Three classes of approaches:
- Use a regular JavaScript array and pass C++ or C# function
- Force JavaScript to populate container defined in C++ or C# and use it
- Allocate from WASM native heaps, populate with JavaScript
The last approach is only possible for Plain Old Data types such as structs made of floats and integers. It is also not very practical due to having to hand-write what essentially amounts to serialization of a JS object to a WASM memory heap.
AoT = Ahead of Time compilation (transpiling the C# IL to native, static linking and linktime optimizing it with the runtime's native code, as part of the build step or while running the JIT version to hotswap with later)
IL = Intermediate Language (can be interpreted by runtime)
JIT = Just In Time compilation (compiling the IL to native while loading the module or library containing it, or even during runtime while interpreting)
JS = JavaScript
GC = Garbage Collector (can be either the C# runtime's or JS runtime's)

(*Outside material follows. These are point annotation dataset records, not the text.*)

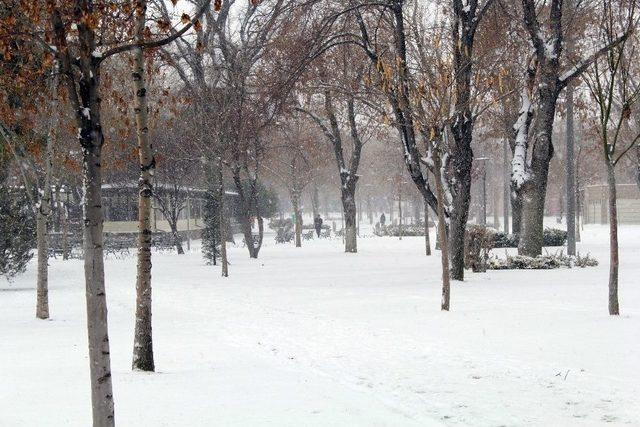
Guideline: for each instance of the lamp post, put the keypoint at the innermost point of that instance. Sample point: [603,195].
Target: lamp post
[483,200]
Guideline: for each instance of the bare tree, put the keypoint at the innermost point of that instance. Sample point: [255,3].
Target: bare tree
[531,175]
[610,83]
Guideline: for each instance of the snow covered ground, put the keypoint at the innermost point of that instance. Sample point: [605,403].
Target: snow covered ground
[316,337]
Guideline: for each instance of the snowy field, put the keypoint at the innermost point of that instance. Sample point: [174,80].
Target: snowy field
[316,337]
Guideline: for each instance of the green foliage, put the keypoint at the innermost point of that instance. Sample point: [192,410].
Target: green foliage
[268,201]
[17,231]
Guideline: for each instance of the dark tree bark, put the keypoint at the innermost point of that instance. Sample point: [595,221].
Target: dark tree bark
[614,307]
[468,15]
[427,240]
[348,171]
[399,100]
[143,341]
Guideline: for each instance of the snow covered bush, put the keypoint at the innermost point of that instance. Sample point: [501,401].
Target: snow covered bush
[394,230]
[550,237]
[478,242]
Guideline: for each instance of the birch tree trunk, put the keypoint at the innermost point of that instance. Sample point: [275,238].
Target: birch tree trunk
[400,215]
[143,342]
[295,202]
[444,242]
[97,326]
[65,230]
[350,229]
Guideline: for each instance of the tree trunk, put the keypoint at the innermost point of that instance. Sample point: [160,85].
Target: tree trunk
[298,220]
[65,231]
[442,230]
[177,240]
[534,190]
[42,218]
[222,222]
[350,230]
[97,327]
[427,240]
[614,308]
[400,215]
[578,210]
[315,200]
[570,165]
[516,210]
[506,181]
[142,341]
[532,220]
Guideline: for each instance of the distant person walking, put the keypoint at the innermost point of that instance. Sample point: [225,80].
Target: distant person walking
[317,223]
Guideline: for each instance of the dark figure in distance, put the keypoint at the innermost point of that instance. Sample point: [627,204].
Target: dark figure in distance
[317,223]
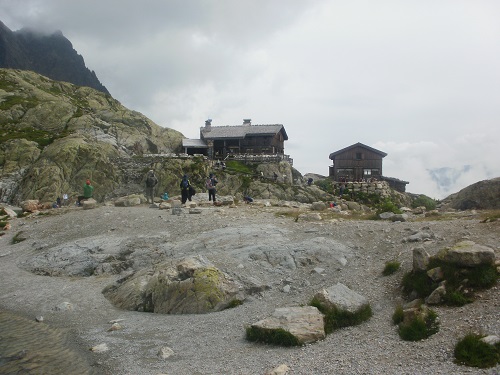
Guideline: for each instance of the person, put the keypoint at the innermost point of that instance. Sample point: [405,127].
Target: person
[247,199]
[210,184]
[88,191]
[185,185]
[151,182]
[342,188]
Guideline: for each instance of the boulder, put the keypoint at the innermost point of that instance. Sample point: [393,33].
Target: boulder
[89,204]
[304,323]
[190,286]
[468,254]
[420,259]
[342,298]
[318,206]
[30,205]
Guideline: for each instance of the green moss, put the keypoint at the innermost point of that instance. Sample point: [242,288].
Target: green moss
[391,267]
[398,315]
[276,336]
[18,237]
[471,351]
[419,328]
[335,318]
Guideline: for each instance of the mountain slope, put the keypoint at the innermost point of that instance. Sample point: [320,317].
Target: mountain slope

POD = Plain Old Data (C++/C# built in types of fixed size)
TS = TypeScript
WASM = Web Assembly
DISCLAIMER: We sincerely hope for Mono-WASM's sake we did something wrong, its likely as our knowledge of C++ exceeds C# and JS
In our opinion C# is not a viable target for developing a WASM Library whose intended API usage results in bandwidth of more than a few tens of kilobytes/s or a few thousand function calls per second. There's a 1000-fold speed difference in the overhead for both function invocation and argument passing.
The bandwidth attained during argument passing is abysmal (2.5 MB/s on a Ryzen 7 3800x, 235 KB/s on a Core i5 Ultra Low Power), this is due to JSON serialization.
GRAVE CONCERN: The "JS Array to C#" method caused a runtime exception when the input size is in the low hundreds of megabytes. See our Invoking C# methods from JS section on argument passing for a possible explanation.
Using a C# container with TS/JS bindings (approach 2: pass reference to C# object as argument) is an illusory solution as this moves the overhead from the data processing C# function calls, to any and all manipulation of said object on the JS side, primarily the initialization. In our example the overhead incurred from fine grained element access is far greater than from batch serialization during argument passing.
Using HEAPF32
in C# basically amounts to working from a C-like unsafe
pointer to an array, hence the similar performance to C++. Please note the key difference with approach 2, which is that almost the entire C# runtime is sidestepped for the passing of arguments with the sole exception being made to call the benchmark function's entry point.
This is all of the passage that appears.